After, she rises from the bed and retrieves a something from across the room; something small and round and a shade of orange that the hydroponics bay on the Ark could never quite match. She presents it to you—your Commander, your Heda, your Lexa—without a word, silent and with a shy blush that contrasts sharply with her naked body, the body your hands just spent an eternity learning from the inside out. The rind is thick and oily as you break into it, and the scent of it, Earth, but it clings to the air, wakes every muscle and nerve your lover has so intimately exhausted. When you bite into the flesh, the little piece that Lexa holds up to your lips, the juice, tart and sweet and alive, drips down your chin, down onto your bare legs, onto the tangle of furs that make up her bed. You share the fruit with her, wanting to always remember this moment, to burn the scent of it, and her, into your memory, and when the fruit is gone, the rind in pieces scattered around you, you kiss the taste of it off her lips before she kisses it off your body.

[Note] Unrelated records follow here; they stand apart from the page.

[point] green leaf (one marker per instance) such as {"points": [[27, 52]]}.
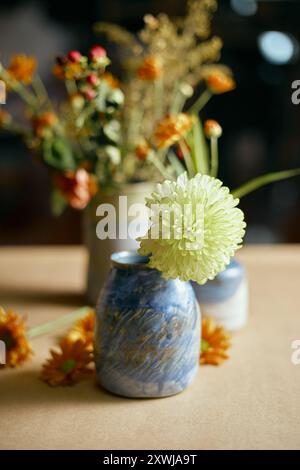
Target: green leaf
{"points": [[58, 203], [196, 141], [260, 181], [112, 130], [58, 154]]}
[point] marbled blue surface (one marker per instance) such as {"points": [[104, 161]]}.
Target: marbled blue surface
{"points": [[223, 286], [147, 335]]}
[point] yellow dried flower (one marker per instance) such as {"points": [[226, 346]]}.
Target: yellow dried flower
{"points": [[112, 81], [42, 123], [68, 71], [171, 129], [69, 365], [22, 68], [220, 83], [5, 118], [151, 69], [13, 334], [142, 150], [214, 343], [83, 330]]}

	15. Nothing's Ever Built to Last

**A 5-Sentence Fic**

_Prompt_: ruins of the old world

* * *

You know the stories, they're all your people had of religion up in the heavens. They'd saved what they could, they'd saved who they could—the things they'd deemed worth saving, the most important, the most valuable. But standing here, in the jungle of rubble and ruin, you realize just how much they always left out, who they always left behind. This new world you're building, your peoples together as one, you're building it upon a foundation of bone and blood. And tears, you think, as yours fall to mingle with the dust—bone or stone, you'll never know—and Lexa grabs your hand, steadies you against the weight of all that was left behind.


	16. Darling, Did I?

**A 5-Sentence Fic**

_Prompt_: "what do you mean your people shave their legs?"

* * *

You look at Clarke like she's grown another head, "You want to do what with what?"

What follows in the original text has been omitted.